Some were hesitant about betting big on emerging technology. Eric Stratton, a Williamson County representative then just four months into his tenure on the CapMetro board, wondered if Proterra would be able to stand by its relatively new product.
“So that five years in, six years in, eight years in, [if] things start happening, we’ve got the support behind it so we can continue to maintain it. Do you all feel comfortable this is the case?” Stratton grilled Watkins, then vice president in charge of bus services.
“Yes, that is indeed the case,” said Watkins, enthusiastic about the future of electric propulsion. “Proterra’s a very strong partner and I have no concerns at all that they won’t be able to support the bus for the full life of the bus.”
The board gave unanimous approval to the $11 million contract. But that was just the beginning.
In 2021, the board shoved its stack of chips on the table. Capital Metro would plop down up to $255 million for 197 electric buses. This time, the deal would be split between two manufacturers: Canada’s New Flyer and Proterra, the politically connected California firm that hosted President Biden for a virtual tour earlier that year.

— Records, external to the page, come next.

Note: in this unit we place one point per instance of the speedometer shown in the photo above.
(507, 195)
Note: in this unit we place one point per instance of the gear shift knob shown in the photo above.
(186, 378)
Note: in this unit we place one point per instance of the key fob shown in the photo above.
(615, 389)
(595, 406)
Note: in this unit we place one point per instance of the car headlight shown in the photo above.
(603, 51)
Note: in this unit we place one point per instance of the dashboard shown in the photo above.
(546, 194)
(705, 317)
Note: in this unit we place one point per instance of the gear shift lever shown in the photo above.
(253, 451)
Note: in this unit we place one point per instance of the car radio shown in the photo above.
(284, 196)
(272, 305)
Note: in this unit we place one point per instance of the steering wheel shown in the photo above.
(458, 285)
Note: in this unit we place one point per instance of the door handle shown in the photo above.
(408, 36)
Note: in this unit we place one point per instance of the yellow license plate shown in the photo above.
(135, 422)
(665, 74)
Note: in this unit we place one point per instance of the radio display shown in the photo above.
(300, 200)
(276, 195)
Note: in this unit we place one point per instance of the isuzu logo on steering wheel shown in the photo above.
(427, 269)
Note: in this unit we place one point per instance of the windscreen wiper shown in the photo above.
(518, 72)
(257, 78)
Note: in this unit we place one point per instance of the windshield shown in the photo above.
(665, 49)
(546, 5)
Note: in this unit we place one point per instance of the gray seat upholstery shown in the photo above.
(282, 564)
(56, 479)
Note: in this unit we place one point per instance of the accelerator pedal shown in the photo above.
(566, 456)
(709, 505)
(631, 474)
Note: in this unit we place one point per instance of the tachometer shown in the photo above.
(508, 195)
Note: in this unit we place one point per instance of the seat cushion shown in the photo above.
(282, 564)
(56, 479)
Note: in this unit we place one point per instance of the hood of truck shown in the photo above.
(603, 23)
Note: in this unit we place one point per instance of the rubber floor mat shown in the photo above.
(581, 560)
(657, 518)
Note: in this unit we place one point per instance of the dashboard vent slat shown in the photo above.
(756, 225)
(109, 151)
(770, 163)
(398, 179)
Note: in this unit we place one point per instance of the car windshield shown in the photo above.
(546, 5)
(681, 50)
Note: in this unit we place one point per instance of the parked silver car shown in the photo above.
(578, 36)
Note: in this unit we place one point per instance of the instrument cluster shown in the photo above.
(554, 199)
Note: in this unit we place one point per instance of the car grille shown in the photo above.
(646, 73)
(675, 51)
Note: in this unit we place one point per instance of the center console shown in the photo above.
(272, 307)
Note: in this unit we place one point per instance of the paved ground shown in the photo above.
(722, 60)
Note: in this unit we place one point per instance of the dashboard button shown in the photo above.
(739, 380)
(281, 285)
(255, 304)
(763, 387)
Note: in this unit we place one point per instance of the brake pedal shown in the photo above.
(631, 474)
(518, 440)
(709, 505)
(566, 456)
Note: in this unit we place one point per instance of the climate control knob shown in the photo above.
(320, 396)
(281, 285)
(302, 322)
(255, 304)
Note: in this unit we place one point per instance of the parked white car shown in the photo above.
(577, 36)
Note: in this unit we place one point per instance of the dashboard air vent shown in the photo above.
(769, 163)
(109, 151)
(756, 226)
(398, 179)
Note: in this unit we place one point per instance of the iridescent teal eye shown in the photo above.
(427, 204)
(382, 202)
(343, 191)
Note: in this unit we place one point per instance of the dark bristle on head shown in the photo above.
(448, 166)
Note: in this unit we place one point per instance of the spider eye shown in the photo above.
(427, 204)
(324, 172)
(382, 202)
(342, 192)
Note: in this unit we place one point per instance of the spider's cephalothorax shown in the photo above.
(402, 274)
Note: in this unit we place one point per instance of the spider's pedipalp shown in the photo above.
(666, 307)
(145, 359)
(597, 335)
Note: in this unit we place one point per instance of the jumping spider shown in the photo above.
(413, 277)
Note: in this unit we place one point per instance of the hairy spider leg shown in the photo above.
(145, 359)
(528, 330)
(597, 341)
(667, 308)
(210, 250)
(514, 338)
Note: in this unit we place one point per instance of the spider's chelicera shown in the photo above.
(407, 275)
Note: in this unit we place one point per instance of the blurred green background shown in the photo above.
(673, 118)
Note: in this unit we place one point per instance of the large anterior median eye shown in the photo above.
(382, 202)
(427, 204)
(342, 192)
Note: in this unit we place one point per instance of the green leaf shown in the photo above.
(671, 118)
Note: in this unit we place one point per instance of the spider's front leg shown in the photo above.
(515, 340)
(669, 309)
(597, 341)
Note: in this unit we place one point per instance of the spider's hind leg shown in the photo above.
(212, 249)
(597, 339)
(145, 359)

Long before CapMetro received all its electric buses, Proterra would be in a Delaware bankruptcy court chopping up the company and selling it off in pieces. Transit agencies across North America revealed private concerns in public court fillings, alleging the buses were mechanically unreliable, lost range in adverse weather and in rare cases would burst into flames.
That surefire Biden touch at work again.
Capital Metro admitted at the time of the bankruptcy proceedings that the shift to an all-electric fleet was hitting speed bumps.
“The reliability of electric buses no matter the manufacturer is less than a diesel bus. I’m not going to tell you they operate as well as diesel bus,” CapMetro chief operating officer Andy Skabowski told KUT last December. “We’re going to see some vehicles that are down a little bit longer than a diesel bus.”
In many ways, busses are a better fit for electrification than cars: Regular routes plus nighttime storage at a bus yard than can be equipped with industrial strength chargers should theoretically eliminate the range and recharging anxiety still common for many electric car owners. But poor range and lousy quality show that electric busses (at least the ones Austin bought) aren’t ready for prime time. The high environmental costs of lithium battery production means they don’t reduce those dreaded “carbon emissions” when considering the whole lifecycle of the product. And given newer clean diesel technologies, improvements in day-to-day emissions are probably pretty marginal as well.
From light rail to electric busses, when it comes to “green” transportation initiatives, Austin seems to have a real knack for picking losers.